The startup develops AI-driven software that assists radiologists and hepatologists in detecting liver cancer through ultrasound imaging. This technology enhances diagnostic accuracy and improves patient care by providing timely and precise identification of the disease.

Paris, France1300+ followers
Updated 2 months ago

Funding

$61K raised to dateRaised to date based on public sources. This may differ from the amount the company actually raised and is based only on what is publicly available on the internet.

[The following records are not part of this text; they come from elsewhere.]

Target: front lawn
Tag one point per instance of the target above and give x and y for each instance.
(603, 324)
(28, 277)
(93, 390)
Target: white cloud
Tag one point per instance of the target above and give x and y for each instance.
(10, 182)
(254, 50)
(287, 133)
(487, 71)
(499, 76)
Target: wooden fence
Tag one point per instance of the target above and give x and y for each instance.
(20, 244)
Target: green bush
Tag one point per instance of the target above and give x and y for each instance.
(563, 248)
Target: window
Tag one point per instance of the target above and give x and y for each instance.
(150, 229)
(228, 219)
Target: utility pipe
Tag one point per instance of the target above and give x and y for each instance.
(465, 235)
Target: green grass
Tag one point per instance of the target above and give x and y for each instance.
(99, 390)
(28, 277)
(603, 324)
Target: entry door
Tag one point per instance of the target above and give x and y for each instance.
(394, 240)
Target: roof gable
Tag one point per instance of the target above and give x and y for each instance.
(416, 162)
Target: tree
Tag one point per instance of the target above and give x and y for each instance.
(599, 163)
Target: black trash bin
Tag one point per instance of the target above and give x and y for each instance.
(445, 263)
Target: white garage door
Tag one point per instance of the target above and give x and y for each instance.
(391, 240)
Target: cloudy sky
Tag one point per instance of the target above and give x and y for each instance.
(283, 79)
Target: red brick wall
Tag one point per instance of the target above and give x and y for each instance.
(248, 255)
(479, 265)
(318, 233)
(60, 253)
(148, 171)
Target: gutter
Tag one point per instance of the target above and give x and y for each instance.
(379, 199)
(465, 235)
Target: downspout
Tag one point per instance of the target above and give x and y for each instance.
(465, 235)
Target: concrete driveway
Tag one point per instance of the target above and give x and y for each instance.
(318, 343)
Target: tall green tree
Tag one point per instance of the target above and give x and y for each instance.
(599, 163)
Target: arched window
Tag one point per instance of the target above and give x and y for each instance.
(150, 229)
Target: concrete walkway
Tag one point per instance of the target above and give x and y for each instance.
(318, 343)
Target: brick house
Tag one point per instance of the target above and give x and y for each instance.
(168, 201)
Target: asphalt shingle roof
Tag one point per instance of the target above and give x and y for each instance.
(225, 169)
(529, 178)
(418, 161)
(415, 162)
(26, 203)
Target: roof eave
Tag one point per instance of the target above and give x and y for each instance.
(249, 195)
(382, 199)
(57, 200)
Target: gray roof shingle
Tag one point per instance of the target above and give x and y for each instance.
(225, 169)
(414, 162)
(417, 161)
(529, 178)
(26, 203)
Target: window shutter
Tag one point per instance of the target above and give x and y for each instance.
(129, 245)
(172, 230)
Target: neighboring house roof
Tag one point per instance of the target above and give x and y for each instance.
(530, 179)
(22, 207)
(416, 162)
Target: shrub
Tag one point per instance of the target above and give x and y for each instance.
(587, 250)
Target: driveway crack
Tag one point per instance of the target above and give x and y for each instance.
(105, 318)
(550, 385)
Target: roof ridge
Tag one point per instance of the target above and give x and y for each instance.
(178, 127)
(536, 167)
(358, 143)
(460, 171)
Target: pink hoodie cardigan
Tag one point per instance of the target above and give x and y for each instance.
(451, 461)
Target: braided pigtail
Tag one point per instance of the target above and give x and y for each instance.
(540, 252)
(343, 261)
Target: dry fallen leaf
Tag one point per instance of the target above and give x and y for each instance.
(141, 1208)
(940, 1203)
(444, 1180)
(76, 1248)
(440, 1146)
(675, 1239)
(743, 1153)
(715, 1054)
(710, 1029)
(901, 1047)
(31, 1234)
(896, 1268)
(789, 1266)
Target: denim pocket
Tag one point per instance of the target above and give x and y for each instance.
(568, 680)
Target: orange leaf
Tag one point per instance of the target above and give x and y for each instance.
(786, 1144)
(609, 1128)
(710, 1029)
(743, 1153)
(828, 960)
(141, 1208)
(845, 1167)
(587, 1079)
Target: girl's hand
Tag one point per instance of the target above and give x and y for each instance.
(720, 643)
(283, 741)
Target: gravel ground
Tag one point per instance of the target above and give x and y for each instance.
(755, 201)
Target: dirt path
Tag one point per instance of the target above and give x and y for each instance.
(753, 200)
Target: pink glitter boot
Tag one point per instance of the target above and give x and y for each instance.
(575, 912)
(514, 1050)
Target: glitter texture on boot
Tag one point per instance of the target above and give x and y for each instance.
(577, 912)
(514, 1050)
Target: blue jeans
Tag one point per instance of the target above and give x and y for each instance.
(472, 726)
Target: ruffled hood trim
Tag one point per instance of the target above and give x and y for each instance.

Funding rounds are not available yet.

Founders

Founder details are not available yet.

Product

Problem

Radiologists and hepatologists face challenges in accurately detecting liver cancer using traditional ultrasound imaging due to the subtle nature of early-stage tumors and the potential for human error. This can lead to delayed diagnoses and suboptimal patient outcomes.

Solution

The company offers an AI-powered software solution designed to improve the detection of liver cancer in ultrasound images. By leveraging advanced machine learning algorithms, the software analyzes ultrasound scans to identify potential cancerous lesions that may be missed by the human eye. This technology provides clinicians with a second opinion, enhancing diagnostic confidence and enabling earlier intervention. The software integrates seamlessly into existing clinical workflows, providing real-time analysis and decision support. Ultimately, this leads to more accurate diagnoses, improved patient care, and better overall outcomes in the fight against liver cancer.

Target Audience

The primary target audience includes radiologists, hepatologists, and other medical professionals involved in the diagnosis and treatment of liver cancer, as well as hospitals and imaging centers.

Features

  • AI-driven analysis of ultrasound images for liver cancer detection
  • Real-time decision support for radiologists and hepatologists
  • Integration with existing clinical ultrasound systems
  • Automated lesion detection and characterization
  • Quantitative analysis of tumor size and shape
  • Customizable reporting and visualization tools
  • Machine learning models trained on a large dataset of liver ultrasound images
This profile is AI-generated and may contain inaccuracies.